The posh owner of a stately home has BANNED a women’s group from visiting his Tudor countryside manor – branding them “blue-rinse battle-axes.”
William Cash, 47, accused members of Worcester Townswomen’s Guild of subjecting him to a “barrage of abuse” when they turned up for a day trip to Upton Cressett Hall which he owns.
He claims the 27-strong group turned up unannounced and demanded a tour before one elderly woman accidentally locked them out of the house when she used the toilet.

After a furious row with the group’s organisers, Mr Cash frogmarched them off the premises and banned them from ever returning.
Mr Cash, who owns the manor near Bridgnorth, Shrops., blasted the group after the row broke out on August 7 – and accused them of “baying for teas, tours and toilets.”
Mr Cash wrote on his blog after the incident: “I didn’t get any gratitude, or any thanks. I spent two hours of my time trying to give them a nice day.
“The women stepped over the line, no money did even pass hands – although plenty of free cake and tea were consumed, and the group of 27 showed up without so much as an advance booking or deposit.

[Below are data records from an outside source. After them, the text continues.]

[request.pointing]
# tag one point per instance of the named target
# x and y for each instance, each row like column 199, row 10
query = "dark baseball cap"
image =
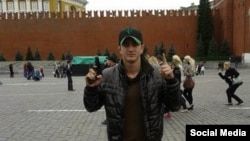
column 132, row 33
column 112, row 58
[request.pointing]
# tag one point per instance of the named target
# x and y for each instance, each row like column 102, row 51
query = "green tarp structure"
column 77, row 60
column 82, row 64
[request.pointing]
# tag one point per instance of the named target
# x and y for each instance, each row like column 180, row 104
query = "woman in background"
column 177, row 69
column 189, row 69
column 228, row 77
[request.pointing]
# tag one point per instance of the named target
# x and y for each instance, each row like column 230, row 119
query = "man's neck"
column 132, row 69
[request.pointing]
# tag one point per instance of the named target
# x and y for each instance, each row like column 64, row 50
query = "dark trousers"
column 70, row 82
column 231, row 93
column 188, row 95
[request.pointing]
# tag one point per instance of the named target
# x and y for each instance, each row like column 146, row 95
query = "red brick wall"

“This group came in baying for teas, tours and toilets. I bent over backwards for two hours trying to please them.
“I wanted to be civil; and I was abused. They treated me as if I was a lavatory attendant at Waterloo.
“Reflecting on the incident, one clings to the hope that in our consumer obsessed culture, handing over a fiver or so for admission to a house doesn’t give ‘guests’ a license to be wilfully rude to the owner.”

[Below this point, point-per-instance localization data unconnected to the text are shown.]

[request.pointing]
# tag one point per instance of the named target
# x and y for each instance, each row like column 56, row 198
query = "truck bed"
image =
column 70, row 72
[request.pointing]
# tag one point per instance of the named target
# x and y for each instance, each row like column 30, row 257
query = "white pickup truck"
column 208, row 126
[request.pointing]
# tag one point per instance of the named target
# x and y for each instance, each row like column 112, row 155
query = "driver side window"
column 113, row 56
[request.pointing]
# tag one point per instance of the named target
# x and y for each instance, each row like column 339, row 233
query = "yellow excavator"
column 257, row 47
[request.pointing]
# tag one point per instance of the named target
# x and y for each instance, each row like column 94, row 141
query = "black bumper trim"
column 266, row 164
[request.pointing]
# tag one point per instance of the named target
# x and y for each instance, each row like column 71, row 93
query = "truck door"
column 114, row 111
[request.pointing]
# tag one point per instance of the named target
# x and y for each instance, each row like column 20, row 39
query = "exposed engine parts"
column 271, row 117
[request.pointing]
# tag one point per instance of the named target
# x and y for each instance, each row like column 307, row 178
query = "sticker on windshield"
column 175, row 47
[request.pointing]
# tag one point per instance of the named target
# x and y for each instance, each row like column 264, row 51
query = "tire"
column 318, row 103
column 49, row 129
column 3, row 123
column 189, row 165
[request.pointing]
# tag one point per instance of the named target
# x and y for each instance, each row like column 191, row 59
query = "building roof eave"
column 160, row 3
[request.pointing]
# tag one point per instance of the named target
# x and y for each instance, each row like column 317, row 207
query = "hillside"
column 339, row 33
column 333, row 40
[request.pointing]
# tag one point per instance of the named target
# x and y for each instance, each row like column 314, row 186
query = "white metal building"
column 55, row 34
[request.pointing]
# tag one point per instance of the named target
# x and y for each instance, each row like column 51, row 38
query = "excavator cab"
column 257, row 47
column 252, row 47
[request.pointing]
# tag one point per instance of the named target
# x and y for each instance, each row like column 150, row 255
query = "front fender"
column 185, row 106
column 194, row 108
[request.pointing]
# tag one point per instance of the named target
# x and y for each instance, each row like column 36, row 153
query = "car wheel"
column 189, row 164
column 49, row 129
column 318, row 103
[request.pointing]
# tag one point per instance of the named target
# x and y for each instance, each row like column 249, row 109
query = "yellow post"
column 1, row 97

He added that the women were nothing more than the “blue-rinse members of the jam-making and Order of the Battle-Axe variety.”
He wrote: “After giving the 27 members their marching orders, I then personally escorted the tour group (mostly white haired pensioners in summer suits or sixty plus blue-rinse members of the jam-making and Order of the Battle-Axe variety) towards the car park.

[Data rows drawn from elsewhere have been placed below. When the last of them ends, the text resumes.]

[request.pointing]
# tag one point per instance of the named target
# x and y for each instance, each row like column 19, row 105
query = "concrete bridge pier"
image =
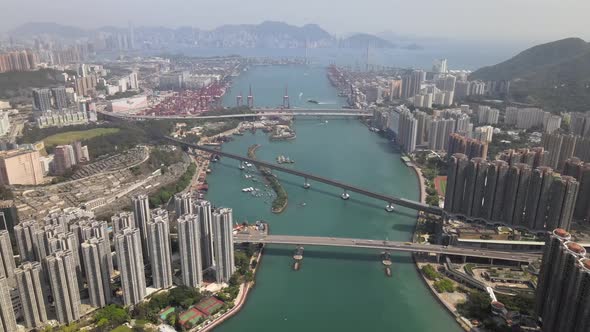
column 390, row 207
column 345, row 195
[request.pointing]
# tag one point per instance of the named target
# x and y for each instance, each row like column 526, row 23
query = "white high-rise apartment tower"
column 96, row 265
column 141, row 212
column 30, row 289
column 189, row 243
column 223, row 244
column 130, row 262
column 6, row 256
column 159, row 244
column 7, row 319
column 203, row 210
column 64, row 285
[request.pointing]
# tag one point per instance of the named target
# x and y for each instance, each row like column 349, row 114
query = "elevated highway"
column 254, row 114
column 516, row 256
column 390, row 200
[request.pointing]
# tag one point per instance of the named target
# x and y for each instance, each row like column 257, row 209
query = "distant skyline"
column 508, row 20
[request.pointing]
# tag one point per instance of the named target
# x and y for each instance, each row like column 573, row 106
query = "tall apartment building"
column 528, row 118
column 533, row 157
column 563, row 287
column 438, row 134
column 142, row 214
column 580, row 124
column 564, row 193
column 25, row 233
column 411, row 83
column 158, row 233
column 29, row 284
column 513, row 194
column 60, row 97
column 6, row 256
column 422, row 127
column 123, row 220
column 204, row 211
column 223, row 241
column 487, row 115
column 88, row 229
column 538, row 198
column 42, row 99
column 130, row 263
column 7, row 318
column 472, row 148
column 96, row 264
column 20, row 167
column 408, row 128
column 61, row 267
column 183, row 203
column 484, row 133
column 581, row 171
column 190, row 250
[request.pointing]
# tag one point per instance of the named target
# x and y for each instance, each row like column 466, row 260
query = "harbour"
column 337, row 275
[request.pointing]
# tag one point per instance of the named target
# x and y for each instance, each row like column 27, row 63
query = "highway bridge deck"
column 517, row 256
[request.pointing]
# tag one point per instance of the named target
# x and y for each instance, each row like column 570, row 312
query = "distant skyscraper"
column 407, row 132
column 203, row 210
column 130, row 263
column 28, row 280
column 183, row 203
column 141, row 211
column 564, row 285
column 411, row 83
column 7, row 319
column 96, row 264
column 6, row 256
column 42, row 99
column 64, row 285
column 223, row 244
column 26, row 240
column 189, row 242
column 440, row 66
column 159, row 244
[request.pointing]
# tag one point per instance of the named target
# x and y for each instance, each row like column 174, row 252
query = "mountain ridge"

“But what the hell, I thought, as I saw the group of day trippers standing around the freshly mown Gatehouse Lawn, boasting smart stripes, in front of the main house.
“They were all happily chattering away like a full summer cast outing from the Tottering-By-Gently column in Country Life, with their smart eighties-style summer dresses, battered panamas, tropical jackets, blazers and high heels.”
But the Townswomen’s Guild has fought back, calling Mr Cash “insensitive” and “repugnant” and called on all groups to boycott his stately home.
Margaret Key, national Tradeswoman’s Guild chairwoman, said: “My reaction was absolute disbelief that Mr Cash could be so pompous as to label all ‘bossy, middle–aged, middle–class women’, in such terms.
“I have spoken with a Townswomen member who was in the visiting party.
“I gather many of the problems were brought on by his own incompetence and mismanagement, and that Mr Cash insulted the members of the group throughout the tour.
“He was eventually challenged, at which point he did, by his own admission, ‘bellow’ at them.’
“I would say to Mr Cash that we are all individuals and to generate such animosity by making broad sweeping statements about the female gender in particular, on personality, looks or age, is very unfortunate and will not win him any friends, or extra visitors to the house.”